Aussitôt après son mariage, Joubert s’était retiré à Villeneuve, dans la famille de sa femme. Par un heureux hasard, la tourmente révolutionnaire devait épargner cette petite ville, et les nouveaux époux purent y passer des jours relativement paisibles. Un fils leur naissait l’année suivante, qui ne devait pas remplir toutes les espérances qu’il avait d’abord fait concevoir : son caractère bizarre, son apathie morale firent souvent dans la suite le désespoir de son père. Celui-ci commença par goûter vivement son nouveau bonheur. Il écrivait dans son Journal à l’occasion de cette naissance : « Après tant de craintes si heureusement démenties, je me suis dit : Réjouis-toi ; j’ai gardé la maison et me suis promené dans le petit jardin pour me recueillir dans la joie. »

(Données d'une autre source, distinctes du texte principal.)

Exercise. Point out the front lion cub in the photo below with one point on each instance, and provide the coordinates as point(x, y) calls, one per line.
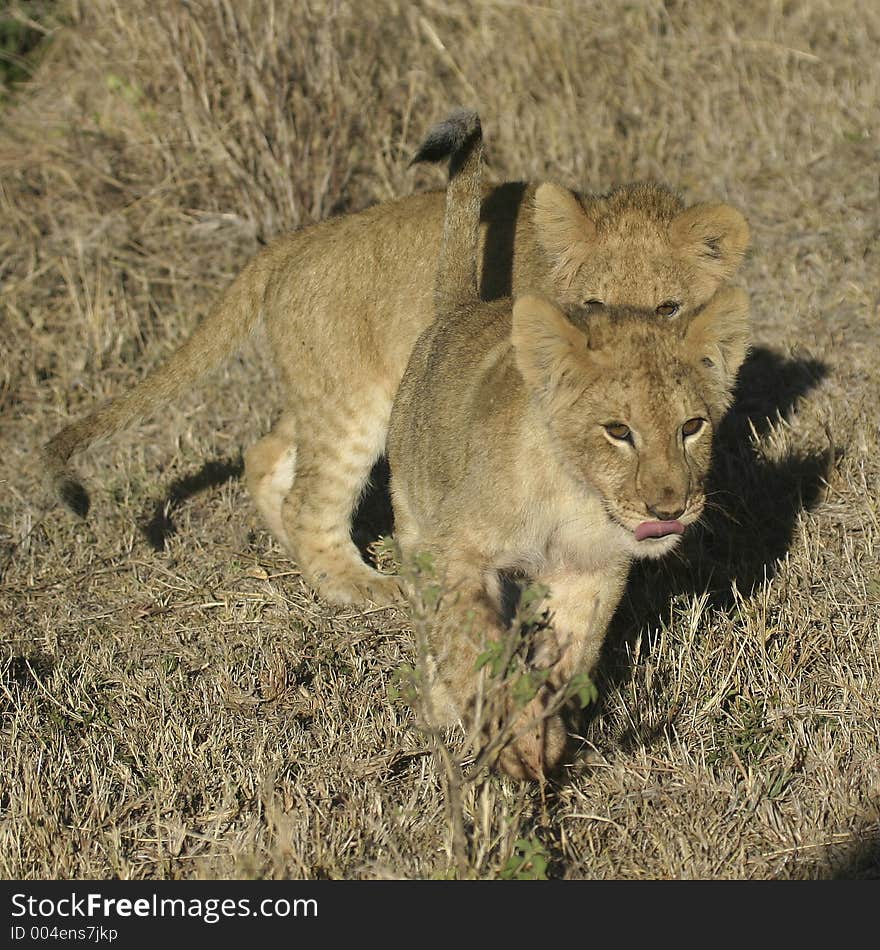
point(559, 445)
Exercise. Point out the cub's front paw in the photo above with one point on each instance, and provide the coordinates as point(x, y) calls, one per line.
point(538, 742)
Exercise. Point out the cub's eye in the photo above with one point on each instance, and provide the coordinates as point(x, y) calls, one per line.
point(617, 430)
point(692, 427)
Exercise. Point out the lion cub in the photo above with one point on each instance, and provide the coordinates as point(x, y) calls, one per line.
point(342, 304)
point(558, 443)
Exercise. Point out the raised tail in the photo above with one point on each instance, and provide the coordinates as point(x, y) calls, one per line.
point(459, 138)
point(216, 338)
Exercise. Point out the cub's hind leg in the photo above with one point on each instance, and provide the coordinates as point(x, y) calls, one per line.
point(270, 468)
point(334, 457)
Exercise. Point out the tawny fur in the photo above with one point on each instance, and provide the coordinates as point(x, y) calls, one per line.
point(343, 303)
point(503, 461)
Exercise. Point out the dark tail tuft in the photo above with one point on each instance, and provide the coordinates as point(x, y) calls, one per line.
point(74, 496)
point(449, 139)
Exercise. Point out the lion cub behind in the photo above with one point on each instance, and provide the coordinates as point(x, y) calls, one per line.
point(559, 445)
point(342, 304)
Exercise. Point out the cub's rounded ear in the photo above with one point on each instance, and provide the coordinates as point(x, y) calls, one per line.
point(545, 342)
point(718, 337)
point(715, 236)
point(564, 229)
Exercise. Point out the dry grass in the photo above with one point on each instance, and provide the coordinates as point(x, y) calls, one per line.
point(175, 703)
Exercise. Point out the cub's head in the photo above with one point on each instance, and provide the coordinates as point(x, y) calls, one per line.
point(631, 402)
point(637, 247)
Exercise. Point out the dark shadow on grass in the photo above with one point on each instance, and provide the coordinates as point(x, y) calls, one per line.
point(158, 526)
point(858, 860)
point(747, 529)
point(373, 518)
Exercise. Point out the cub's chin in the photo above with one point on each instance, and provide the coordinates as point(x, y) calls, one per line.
point(654, 547)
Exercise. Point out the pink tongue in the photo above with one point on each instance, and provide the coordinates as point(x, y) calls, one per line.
point(658, 529)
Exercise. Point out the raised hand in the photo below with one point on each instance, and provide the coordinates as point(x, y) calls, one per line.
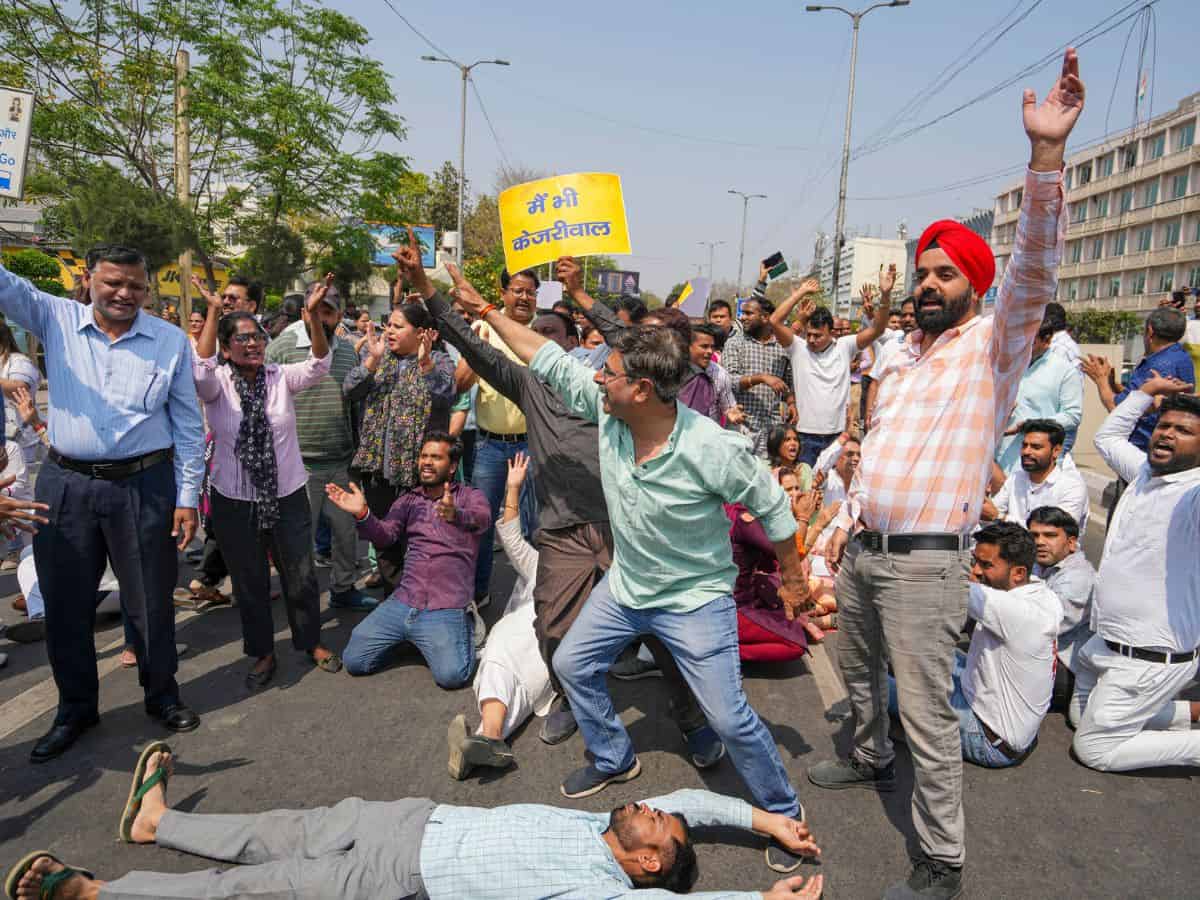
point(444, 505)
point(1049, 124)
point(517, 468)
point(351, 501)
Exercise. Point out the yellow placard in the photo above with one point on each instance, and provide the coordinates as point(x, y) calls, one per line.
point(567, 215)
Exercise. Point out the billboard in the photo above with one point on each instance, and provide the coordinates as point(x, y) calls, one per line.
point(388, 238)
point(612, 281)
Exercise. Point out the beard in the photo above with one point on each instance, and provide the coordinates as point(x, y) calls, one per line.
point(936, 321)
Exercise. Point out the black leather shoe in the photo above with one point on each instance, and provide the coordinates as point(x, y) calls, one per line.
point(59, 738)
point(175, 717)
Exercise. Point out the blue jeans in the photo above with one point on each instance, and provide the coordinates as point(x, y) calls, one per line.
point(705, 646)
point(813, 444)
point(445, 637)
point(491, 472)
point(976, 745)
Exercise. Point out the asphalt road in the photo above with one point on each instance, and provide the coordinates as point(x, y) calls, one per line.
point(1049, 828)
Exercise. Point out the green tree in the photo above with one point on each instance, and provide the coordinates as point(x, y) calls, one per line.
point(39, 267)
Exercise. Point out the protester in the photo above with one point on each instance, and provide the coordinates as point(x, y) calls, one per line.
point(257, 480)
point(1068, 574)
point(679, 592)
point(442, 522)
point(1002, 684)
point(121, 480)
point(1045, 478)
point(821, 363)
point(915, 501)
point(1051, 390)
point(761, 371)
point(406, 388)
point(1146, 611)
point(325, 430)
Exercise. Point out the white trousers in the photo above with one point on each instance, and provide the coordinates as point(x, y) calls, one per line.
point(1125, 712)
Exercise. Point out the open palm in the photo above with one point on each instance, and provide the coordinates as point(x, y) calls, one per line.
point(1053, 120)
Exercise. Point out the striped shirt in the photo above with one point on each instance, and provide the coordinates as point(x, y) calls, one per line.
point(113, 400)
point(940, 414)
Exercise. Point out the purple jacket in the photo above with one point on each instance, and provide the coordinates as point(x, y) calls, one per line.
point(439, 564)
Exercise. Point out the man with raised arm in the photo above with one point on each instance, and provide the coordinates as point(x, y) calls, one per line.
point(915, 499)
point(666, 472)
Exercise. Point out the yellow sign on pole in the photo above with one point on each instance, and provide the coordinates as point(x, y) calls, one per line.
point(567, 215)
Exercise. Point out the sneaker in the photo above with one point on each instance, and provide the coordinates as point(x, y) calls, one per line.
point(930, 880)
point(634, 669)
point(838, 774)
point(705, 748)
point(780, 858)
point(589, 780)
point(558, 725)
point(352, 599)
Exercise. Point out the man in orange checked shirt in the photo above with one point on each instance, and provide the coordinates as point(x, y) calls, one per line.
point(903, 537)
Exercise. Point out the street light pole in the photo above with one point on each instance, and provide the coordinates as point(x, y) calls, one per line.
point(465, 71)
point(712, 246)
point(745, 209)
point(839, 239)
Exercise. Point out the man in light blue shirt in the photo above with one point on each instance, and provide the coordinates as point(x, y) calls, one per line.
point(666, 473)
point(121, 480)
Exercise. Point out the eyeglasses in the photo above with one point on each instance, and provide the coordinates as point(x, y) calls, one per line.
point(249, 336)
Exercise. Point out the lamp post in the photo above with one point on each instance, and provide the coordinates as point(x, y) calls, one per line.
point(838, 237)
point(712, 246)
point(745, 207)
point(462, 133)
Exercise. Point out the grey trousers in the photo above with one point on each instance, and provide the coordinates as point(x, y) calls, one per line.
point(345, 537)
point(912, 606)
point(349, 851)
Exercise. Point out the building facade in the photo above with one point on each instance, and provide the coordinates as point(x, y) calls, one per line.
point(1133, 207)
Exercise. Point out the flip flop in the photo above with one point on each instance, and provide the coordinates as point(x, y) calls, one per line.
point(141, 787)
point(49, 883)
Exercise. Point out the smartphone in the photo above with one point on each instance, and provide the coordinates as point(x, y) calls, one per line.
point(774, 264)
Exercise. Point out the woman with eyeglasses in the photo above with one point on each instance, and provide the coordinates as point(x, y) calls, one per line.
point(256, 481)
point(406, 387)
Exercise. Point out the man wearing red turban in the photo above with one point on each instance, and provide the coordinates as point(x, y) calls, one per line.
point(903, 537)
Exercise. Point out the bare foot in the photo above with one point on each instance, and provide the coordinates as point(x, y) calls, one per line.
point(75, 888)
point(154, 804)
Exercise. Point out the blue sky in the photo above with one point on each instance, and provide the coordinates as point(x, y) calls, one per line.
point(688, 100)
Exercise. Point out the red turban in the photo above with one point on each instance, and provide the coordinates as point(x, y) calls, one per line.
point(966, 250)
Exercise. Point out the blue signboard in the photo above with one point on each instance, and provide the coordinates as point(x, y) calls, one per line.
point(388, 238)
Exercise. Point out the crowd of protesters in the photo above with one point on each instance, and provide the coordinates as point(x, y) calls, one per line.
point(676, 498)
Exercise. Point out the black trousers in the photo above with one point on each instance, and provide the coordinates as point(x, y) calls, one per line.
point(245, 549)
point(381, 496)
point(93, 521)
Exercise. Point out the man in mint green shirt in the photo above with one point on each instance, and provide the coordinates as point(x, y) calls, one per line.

Ce fut vers le même temps que Joubert contracta la première, et peut-être la plus profonde de ces amitiés féminines qui ont été la parure, la joie innocente, la constante et tendre habitude des trente dernières années de sa vie. Dans le courant de 1794, on vint arrêter, aux environs de Villeneuve, deux nobles familles qui s’y étaient réfugiées, celle de M. de Sérilly et celle de M. de Montmorin : Mme de Beaumont[1], la fille de M. de

  1. Voyez sur la Comtesse Pauline de Beaumont le livre d’A. Bardoux (Paris, Calmann-Lévy, 1884), qui a d’abord paru ici même, le pénétrant article de M. Paul Bourget dans ses Études et Portraits, et le joli livre tout récent de M. André Beaunier, Trois amies de Chateaubriand (Fasquelle).